I won't do gatorade or any of that type stuff. Nothing with high fructose or fake sugars. I'm pretty much a 'whole foods' gal, but I have a high metabolism and sweat good. I can handle long rides, but all my fellow riding buddies tease me because every time they turn around I'm eating something or drinking yet again...might want to get me a water backpack, lol. I'm afraid to ride with anything attached to me though, except a safety vest and my phone in a safe pocket  . I've been dumped a few times and landing on something when falling totally bites. I do pack good on the trail. I hate being hungry and thirsty  

I can't wait until my first ride...I'm planning for a 3 part one in Texas...the Mortl Challenge. I wanted to make one in September, but it won't happen. Scheduling conflict...


----------



## SorrelHorse (Apr 9, 2009)

I do Powerade or Gatorade for everything, and maybe it's just me, but I do not function well without SOMETHING with electrolytes. I get one of the twist squeeze bottles for my saddle bag, and I keep a bottle for my horse too.


----------



## Joe4d (Sep 1, 2011)

i have a saddle bag that carries a 20oz or so water bottle on each side. I have never needed to carry more than that. The rides I have done usually have checkpoints on loop with some water resupply you can refill your bottles. I would think at least at vet checks you can top off as well.


----------



## Horsesaplenty (Jan 9, 2013)

I think what I'll do is have two bottles one with a more natural based electrolyte- that I've already tested before a ride  and one with water.


----------



## Joe4d (Sep 1, 2011)

natural based electrolyte 
hahah I love it, sounds like a new code word for the tarantula tequilla ! Is kinda surprising when you get the bottles mixed up.


----------



## Horsesaplenty (Jan 9, 2013)

Joe4d said:


> natural based electrolyte
> hahah I love it, sounds like a new code word for the tarantula tequilla ! Is kinda surprising when you get the bottles mixed up.

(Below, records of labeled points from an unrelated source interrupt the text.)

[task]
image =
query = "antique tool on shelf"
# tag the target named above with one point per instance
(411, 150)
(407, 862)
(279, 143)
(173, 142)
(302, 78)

lol. Sorry. I just meant one without all the HFCS and sugars....and any other weird add-ins besides what is necessary for replenishment. 

I've not heard of tarantula tequilla...sounds...well....not good . Also sounds like trouble on the trail :lol:


----------



## phantomhorse13 (Feb 18, 2011)

I always ride with 2 water bottles (which I will freeze part of before the ride if its going to be a hot one, so you can add water to it and it keeps it chilled while on trail).

I used to ride with a bottle of gatorade or some other "sports drink" in place of one water bottle, but I hated the chemical taste and would have to cut it by 1/2 or even 2/3s with water before I could gag it down. That worked ok for some 50s.. but once the temps went into the 90s or the ride distance increased past about 70 miles, the migraines and accompanying dizziness and shakiness would start. :shock:

In asking around, I found out a lot of people were using capsule-form electrolytes meant for human endurance runners. I was skeptical, as I have a weenie stomach during a ride and it doesn't take much to make me feel sick. I figured as soon as the capsule dissolved, I would be puking. But after trying every drink imaginable and having nothing work, I figured what the hell. I do eat a granola bar as a chaser (they are one of the few foods I can consistently eat at a ride) just in case, but I have never had even a funny feeling after taking the elyte capsules.

What a difference!!! Not only did it keep the migraines at bay, it actually dramatically reduced and in some cases stopped the after-ride muscle soreness. I rode the OD 100 last year with no soreness at all after the ride, then did a 2-day 100 the following weekend and again had no even a twinge. I would never have believed it!


----------



## totalfreedom (Nov 23, 2009)

Soooo, I'm kinda into health a little bit. And I decided to look at this a tiny bit more, as I would like to get into endurance riding. Here's something that popped up when I googled, "electrolyte fruit".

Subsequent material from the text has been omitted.